I think both choices are valid and both can produce amazing families and children. But there’s a point when the “Live and let live” motherhood agreement gets pushed too far. There’s a place where it stops being about personal choice and starts becoming a safety issue. And one blogger brilliantly demonstrated the point where that “personal choice” goes too far and endangers the lives of children. And whether it’s from a lack of information or a lack of interest, the results can be disastrous.

Today, a friend of mine sent me the sad story of a young mother, who obviously didn’t understand the responsibility of being a parent. On the blog, “Get Off My Internets” they tell the story of Karlee Malik and her boyfriend Bam. The tragedy is pieced together from both the young mother’s Facebook page and the blog of the girl’s sister Kayla.

Karlee was recently pregnant for a second time. Evidently having  never had a prenatal appointment,  Karlee had quite a surprise waiting for her when she went into early labor. According to Kayla, who addressed a letter to her own child on the matter:

On June 25th your aunt Karlee had surprise twin boys; Kyle Fly and Miles Trust.  They were 6 weeks early so they were very tiny and under a lot of stress.  They were both doing pretty good, but Kyle was barely hanging in there.  He passed away last night at 4:09am.

This tragic end to a tragically mishandled pregnancy is being dealt with by Karlee the only way she knows how:

Resting up in this hotel with my lover Bam. Glad i got my pain med. Filled i was hurtin 2 badly. Pickin up kyles ash’s tomorrow cant wait 2 get them on necklesses 🙂

This young woman had no prenatal care. She didn’t realize she was having twins. On her various social media accounts she talks about living in the woods with her boyfriend and smoking pot throughout her pregnancy. She just seems to have no idea what responsibility is or what a mother should do to take care of her children. And it’s tragic.

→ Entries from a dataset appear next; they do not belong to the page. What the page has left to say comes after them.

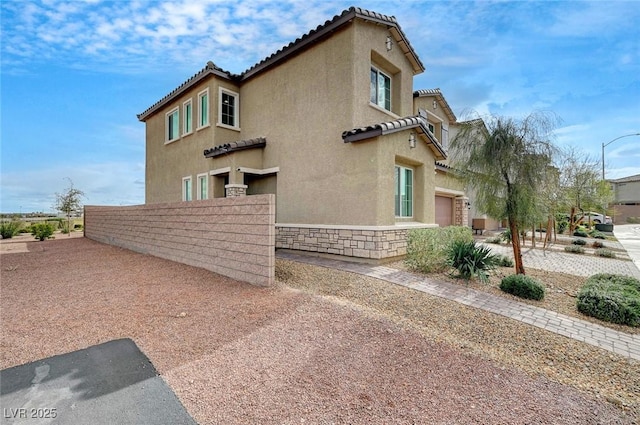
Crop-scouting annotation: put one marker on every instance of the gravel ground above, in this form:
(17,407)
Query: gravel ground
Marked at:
(322,346)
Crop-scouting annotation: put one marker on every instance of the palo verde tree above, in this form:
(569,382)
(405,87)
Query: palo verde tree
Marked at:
(506,161)
(68,202)
(582,187)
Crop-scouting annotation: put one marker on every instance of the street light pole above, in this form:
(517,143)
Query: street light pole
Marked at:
(604,145)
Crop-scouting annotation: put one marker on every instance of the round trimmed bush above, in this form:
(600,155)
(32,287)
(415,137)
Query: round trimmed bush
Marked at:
(612,298)
(581,233)
(522,286)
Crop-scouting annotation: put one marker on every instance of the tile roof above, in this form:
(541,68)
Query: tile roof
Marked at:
(259,142)
(389,127)
(441,100)
(628,179)
(297,46)
(209,69)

It’s tragic to think that she wanted those babies, but didn’t realize what she was doing to them.

There are a lot of conversations about parenthood to be had. And there are a lot of people who are honestly trying to be the best parents they can. But we forget about the need to inform and educate moms and dads who aren’t actively engaged in parenthood.

I think about all the readers that I interact with throughout the day. We may disagree on some choices, but we’re all active parents, we’re all engaged in learning more and doing out best. I think we’re all solely concerned with raising happy, healthy and confident children.

We forget that there’s this whole group of parents who aren’t discussing the merits of attachment versus free-range. They’re not debating homemade versus jarred baby food. They aren’t worried about new statistics on discipline techniques. And we spend so much time in those conversations, we don’t think to reach out and try to help new moms who lack basic understanding about pregnancy, healthcare and how to raise kids.

This story wasn’t a mother in a third-world country with no access to adequate medical care. This was a teenager in the US who decided to live in the woods with her boyfriend and never bothered to visit a doctor to see how her pregnancy was doing. This was a girl who simply didn’t understand the gravity of her choices. And the fact that horrible things like this happen while we’re all debating make-up or peanuts in pre-schools is just insane.

It’s so upsetting that I can’t comprehend both at the same time, in the same place. This family’s story is painful. And it makes me want to hop off the internet and find a volunteer organization in my city that helps prepare young parents. It makes me want to reach out to our Church and talk about giving parenting classes. It makes me want to do more. And I hope you get the same kind of inspiration from it. Because if we spent as much time helping others as we do debating with each other, we could do a lot of good.